Pagosa’s Past: Snow, snow and more snow

Photo courtesy John M. Motter
The Chapson family lived near the west end of Wolf Creek Pass during the early 1900s. The Chapson boys trapped fur bearers and sold the pelts. There might be a grizzly bear in this photo of a Chapson pelt collection.

By John M. Motter
PREVIEW Columnist
A few weeks ago, I wrote a column describing the winter I remember for the most snow fall since I moved here a little over 50 years ago. I said it was during the late 1970s, maybe 1978, but I wasn’t sure.
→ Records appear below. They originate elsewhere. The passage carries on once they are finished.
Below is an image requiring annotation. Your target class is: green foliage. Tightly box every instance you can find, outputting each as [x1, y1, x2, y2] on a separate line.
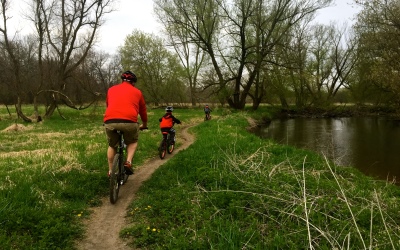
[123, 110, 400, 249]
[119, 30, 187, 104]
[354, 0, 400, 106]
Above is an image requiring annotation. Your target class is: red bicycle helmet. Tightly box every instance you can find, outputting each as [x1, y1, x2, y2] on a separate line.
[121, 70, 137, 83]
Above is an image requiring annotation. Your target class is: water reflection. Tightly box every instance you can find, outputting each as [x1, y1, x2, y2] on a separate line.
[254, 117, 400, 183]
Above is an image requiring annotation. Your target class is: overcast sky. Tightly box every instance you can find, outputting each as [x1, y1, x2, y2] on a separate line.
[97, 0, 161, 53]
[98, 0, 360, 53]
[6, 0, 360, 54]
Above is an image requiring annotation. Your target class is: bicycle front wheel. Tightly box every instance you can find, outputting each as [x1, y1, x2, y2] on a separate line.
[109, 153, 121, 204]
Lo and behold! I got a message this week from an old friend, Franklin Anderson, who reads my column. He had talked with a neighbor whose family, the Englers, have lived in the Allison area since the Utes turned loose of that particular piece of real estate circa 1902. According to Anderson, the year of the great snow fall was 1978. According to the Engler friend, more snow fell in 1978 than any year since about 1902.
Thanks for the info, Cmdr. Franklin. For my readers who don’t know, Franklin’s dad, Lloyd, was the last government trapper who lived in this area. Lloyd hunted and trapped in the Southern San Juans when they were still wild; we’re talking fang-gnashin’-grizzlies wild. Truthfully, a book could be written about Lloyd, and also about Franklin. Lloyd was featured in a book about the last grizzly, one that he trapped in the upper Weminuche Valley. Franklin’s life is also worth a book. He was the first commander of the Navy Seals.
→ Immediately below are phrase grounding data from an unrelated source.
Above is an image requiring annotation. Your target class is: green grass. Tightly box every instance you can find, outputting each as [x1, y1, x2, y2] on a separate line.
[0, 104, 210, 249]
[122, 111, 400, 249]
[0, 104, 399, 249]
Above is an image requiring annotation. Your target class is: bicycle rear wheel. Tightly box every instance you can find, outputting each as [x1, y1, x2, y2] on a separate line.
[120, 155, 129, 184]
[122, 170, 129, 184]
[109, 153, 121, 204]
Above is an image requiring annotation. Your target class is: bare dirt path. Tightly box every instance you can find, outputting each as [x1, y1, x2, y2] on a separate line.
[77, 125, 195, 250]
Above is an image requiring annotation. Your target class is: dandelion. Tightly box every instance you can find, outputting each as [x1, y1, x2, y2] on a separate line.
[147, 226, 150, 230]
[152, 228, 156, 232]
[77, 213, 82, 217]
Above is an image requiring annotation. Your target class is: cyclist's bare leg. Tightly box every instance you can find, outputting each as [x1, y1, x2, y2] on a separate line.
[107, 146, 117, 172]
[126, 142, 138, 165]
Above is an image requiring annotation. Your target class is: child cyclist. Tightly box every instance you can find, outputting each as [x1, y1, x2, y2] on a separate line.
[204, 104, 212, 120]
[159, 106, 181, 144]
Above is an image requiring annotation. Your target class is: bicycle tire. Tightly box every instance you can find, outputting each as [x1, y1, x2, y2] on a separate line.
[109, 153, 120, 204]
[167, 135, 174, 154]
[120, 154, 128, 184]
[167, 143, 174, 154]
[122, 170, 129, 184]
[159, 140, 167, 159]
About government trappers. Not so many years ago, maybe into the 1940s, grizzly bears and wolves, you know, “The better to bite you with my dear” kind of predators who made a living chomping on the local herbivores including the thousands of domestic sheep and cattle. The ranchers blamed the government for the meat-eater meals snatched from their herds and managed to collect money for their losses. It didn’t take the government long to figure out they could save money and placate the ranchers by hiring a hunter/trapper. This governmental policy is one of the reasons we no longer have grizzlies and wolves roaming our wilderness areas.
You also may have noticed that when some folks attempt to reintroduce bears and wolves these days, the ranchers raise quite a fuss in protest. The ranchers don’t want to create more wilderness-designated geography because the bears and wolves would be protected in those areas. That is also where ranchers rent grazing land for their cattle.
The Weminuche Wilderness Area was created to protect grizzly bears. With its over 500,000 acres, it is the largest wilderness area in Colorado. Our state hunting laws say there are no grizzlies up there, but if you see one, you can’t shoot it.